Kedua, Kementerian BUMN yang dipimpin oleh Erick Thohir harus membatalkan Keputusan RUPS Patra Niaga yang mengangkat Saudara Anwar sebagai Komisaris karena melanggar ketentuan Peraturan Menteri BUMN 03/MBU/2012 tentang pedoman pengangkatan anggota direksi dan anggota komisaris anak perusahaan BUMN yang mensyaratkan calon komisaris tidak sedang menduduki jabatan yang secara peraturan perundang-undangan yang dilarang untuk dirangkap dengan jabatan dewan komisaris.
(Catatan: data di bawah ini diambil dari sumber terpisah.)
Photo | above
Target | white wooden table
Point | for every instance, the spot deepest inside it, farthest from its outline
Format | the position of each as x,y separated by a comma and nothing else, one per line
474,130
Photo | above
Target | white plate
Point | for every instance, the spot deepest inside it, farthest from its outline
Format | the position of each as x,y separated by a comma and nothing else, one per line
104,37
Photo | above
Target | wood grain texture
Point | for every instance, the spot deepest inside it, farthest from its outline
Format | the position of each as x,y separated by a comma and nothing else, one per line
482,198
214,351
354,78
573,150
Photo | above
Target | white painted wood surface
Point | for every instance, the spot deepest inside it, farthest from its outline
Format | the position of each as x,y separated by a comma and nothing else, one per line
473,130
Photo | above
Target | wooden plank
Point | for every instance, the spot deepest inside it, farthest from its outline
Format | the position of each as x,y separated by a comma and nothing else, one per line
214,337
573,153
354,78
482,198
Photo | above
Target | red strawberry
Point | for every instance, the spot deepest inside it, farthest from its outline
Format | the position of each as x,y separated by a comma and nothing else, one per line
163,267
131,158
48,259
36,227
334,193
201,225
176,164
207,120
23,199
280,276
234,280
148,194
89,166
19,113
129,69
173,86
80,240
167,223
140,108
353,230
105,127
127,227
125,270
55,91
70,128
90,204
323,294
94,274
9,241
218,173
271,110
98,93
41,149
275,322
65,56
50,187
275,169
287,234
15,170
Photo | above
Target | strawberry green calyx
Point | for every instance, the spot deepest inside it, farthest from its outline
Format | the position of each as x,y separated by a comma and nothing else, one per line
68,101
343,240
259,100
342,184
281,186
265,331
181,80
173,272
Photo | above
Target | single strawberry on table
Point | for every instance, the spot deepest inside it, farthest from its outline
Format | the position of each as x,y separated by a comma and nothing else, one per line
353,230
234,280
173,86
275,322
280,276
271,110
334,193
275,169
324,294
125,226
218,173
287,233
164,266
Keberanian membatalkan pengangkatan Hakim Anwar sebagai komisaris Pertamina Patra Niaga merupakan kepatuhan terhadap Undang-Undang dan membuktikan bahwa pengangkatan itu tidak terkait dengan aroma "imbal jasa" atas kasus-kasus korupsi para dirut BUMN yang dahulu pernah ditanganinya di Pengadilan Tipikor.

Akhir kata saya mengingatkan kepada menteri BUMN untuk tidak ugal-ugalan dalam mengambil suatu keputusan, sebab segala seusuatu tindakan keputusan pejabat negara ada aturan main. Jika tidak paham sebaiknya belajar dan bertanya dulu sebelum membuat keputusan.